Figure 2 Louise Johnson on the occasion of the opening of the Barkla Laboratory of Biophysics in Liverpool on 21 July 2011.

Louise Johnson graduated in physics from University College, London, in 1962 when she joined David C. Phillips at the Royal Institution for a PhD. Her PhD thesis, entitled `The structure of N-acetyl-glucosamine and its relation to lysozyme', resulted in several papers in 1965/1966 [Nature (1965). 206, 757; Acta Cryst. (1966). 21, 885; Sci. Progr. (1966). 54, 367]. Max Perutz emphasized the extraordinary significance of this work in these pages [J. Synchrotron Rad. (1999). 6, 945–946] while writing an obituary for David Phillips, “Certain moments are deeply engraved in my memory. One is the Monday morning in March 1953 when Crick called me into his room to show me his and Jim Watson's double helical model of DNA which immediately revealed the molecular basis of heredity. Another is the moment when David Phillips, Louise Johnson and Charles Vernon made me understand how an enzyme works.” In 1990 she became the first David Phillips Professor in Molecular Biophysics at Oxford, a position she held for 17 years. In 2003 she concurrently held the position of Life Science Director of the Diamond Light Source from which she retired in 2008.

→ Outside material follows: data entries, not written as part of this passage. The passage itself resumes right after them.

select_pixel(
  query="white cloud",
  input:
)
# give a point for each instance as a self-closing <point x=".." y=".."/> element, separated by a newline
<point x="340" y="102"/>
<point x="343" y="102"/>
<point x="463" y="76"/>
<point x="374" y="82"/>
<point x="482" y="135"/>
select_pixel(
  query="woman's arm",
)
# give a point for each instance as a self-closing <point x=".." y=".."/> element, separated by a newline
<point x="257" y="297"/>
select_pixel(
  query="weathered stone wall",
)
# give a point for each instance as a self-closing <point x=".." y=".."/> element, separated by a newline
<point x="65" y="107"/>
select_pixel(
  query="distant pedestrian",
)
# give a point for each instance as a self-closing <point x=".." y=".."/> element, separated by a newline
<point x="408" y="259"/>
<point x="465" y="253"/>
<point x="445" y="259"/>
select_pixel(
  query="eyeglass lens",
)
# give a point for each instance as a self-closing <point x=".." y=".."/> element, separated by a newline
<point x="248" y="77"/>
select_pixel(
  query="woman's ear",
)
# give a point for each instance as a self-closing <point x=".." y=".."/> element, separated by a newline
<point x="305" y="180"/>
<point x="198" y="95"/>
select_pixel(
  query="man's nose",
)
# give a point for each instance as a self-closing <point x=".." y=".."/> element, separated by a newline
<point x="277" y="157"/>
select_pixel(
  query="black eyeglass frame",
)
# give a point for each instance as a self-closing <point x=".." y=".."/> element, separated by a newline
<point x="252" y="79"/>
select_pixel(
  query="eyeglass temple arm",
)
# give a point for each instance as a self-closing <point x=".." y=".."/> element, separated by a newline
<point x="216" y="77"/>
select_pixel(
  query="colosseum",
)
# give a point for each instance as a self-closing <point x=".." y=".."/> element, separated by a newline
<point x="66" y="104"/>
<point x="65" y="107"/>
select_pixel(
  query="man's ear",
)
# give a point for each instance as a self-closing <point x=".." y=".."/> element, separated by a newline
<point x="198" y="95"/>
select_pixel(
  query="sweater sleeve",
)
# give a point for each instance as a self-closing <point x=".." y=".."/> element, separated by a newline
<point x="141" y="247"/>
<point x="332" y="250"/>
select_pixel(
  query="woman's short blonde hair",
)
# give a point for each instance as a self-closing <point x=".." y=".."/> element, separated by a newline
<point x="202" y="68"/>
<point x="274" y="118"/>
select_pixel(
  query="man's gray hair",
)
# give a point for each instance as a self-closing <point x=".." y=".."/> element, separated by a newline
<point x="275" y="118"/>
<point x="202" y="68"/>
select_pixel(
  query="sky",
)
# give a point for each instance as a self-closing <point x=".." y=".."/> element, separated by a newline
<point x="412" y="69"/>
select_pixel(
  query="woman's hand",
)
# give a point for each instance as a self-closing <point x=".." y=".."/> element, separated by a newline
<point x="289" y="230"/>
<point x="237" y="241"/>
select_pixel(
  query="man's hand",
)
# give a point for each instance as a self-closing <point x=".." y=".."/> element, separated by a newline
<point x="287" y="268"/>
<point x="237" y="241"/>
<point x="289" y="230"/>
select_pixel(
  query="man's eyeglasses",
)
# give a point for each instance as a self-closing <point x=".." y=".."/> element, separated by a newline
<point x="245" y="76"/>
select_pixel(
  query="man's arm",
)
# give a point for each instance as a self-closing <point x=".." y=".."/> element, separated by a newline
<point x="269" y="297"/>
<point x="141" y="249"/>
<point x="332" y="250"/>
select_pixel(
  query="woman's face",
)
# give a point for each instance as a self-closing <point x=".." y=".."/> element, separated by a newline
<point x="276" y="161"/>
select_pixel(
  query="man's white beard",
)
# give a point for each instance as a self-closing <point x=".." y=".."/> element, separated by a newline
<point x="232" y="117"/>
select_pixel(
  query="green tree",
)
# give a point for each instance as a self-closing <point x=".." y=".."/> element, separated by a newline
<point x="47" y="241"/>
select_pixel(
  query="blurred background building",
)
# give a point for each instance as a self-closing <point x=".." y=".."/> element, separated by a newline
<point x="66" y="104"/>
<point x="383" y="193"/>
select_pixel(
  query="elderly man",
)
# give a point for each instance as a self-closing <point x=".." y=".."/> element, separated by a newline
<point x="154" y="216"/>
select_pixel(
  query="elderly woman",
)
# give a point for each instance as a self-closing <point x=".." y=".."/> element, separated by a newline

In addition to crystallography and molecular enzymology, she had a special interest in promoting science in developing countries and several of her lecture engagements reflected this interest. She was particularly pleased when she was elected as an Associate Member of the Third World Academy of Sciences in 2000. She chaired the TWAS selection panel for elections in the fields of cell, structural and molecular biology. She also worked hard in her quiet manner in promoting projects such as SESAME, which aims to bring nations together, and made visits to Jordan and many of the member countries of this challenging project. She never shied from big challenges. We finish with a statement from Professor Jenny Martin, one of Louise's students, `Louise touched many lives. And her impact on our field of science is immeasurable. She helped lead the way in crystallography and in synchrotron life science. She also trained a generation of crystallographers in Oxford who themselves now train future leaders across all four corners of the world. That is an amazing legacy.'

3. Soichi Wakatsuki to join Stanford in early 2013

Soichi Wakatsuki will be moving to Stanford in the new year and take a position at SLAC jointly with the Stanford School of Medicine. Soichi received his PhD in chemistry from Stanford in 1991, working in biophysics and small-angle X-ray scattering studies of protein structure and function. He then joined the late Dame Louise Johnson as a research assistant in Oxford's Laboratory of Molecular Biophysics prior to moving to the European Synchrotron Radiation Facility in 1994, initially as a beamline scientist, becoming a group leader of macromolecular crystallography in 1999. In 2000 he moved to Japan as professor of structural biology becoming the Director of the Photon Factory in 2006 at KEK, the High Energy Accelerator Research Organization in Japan. During the last decade he played a transformative role in enhancing the capabilities of the Photon Factory, establishing a major structural biology centre in KEK, and extending the life of now the 30-year-old storage ring facility significantly; it remains a highly desirable destination for many structural biologists in Japan despite the emergence of SPring-8 in 1997. We wish Soichi continued success with his latest move and look forward to hearing of the latest development in synchrotron-enabled structural biology from his new laboratory.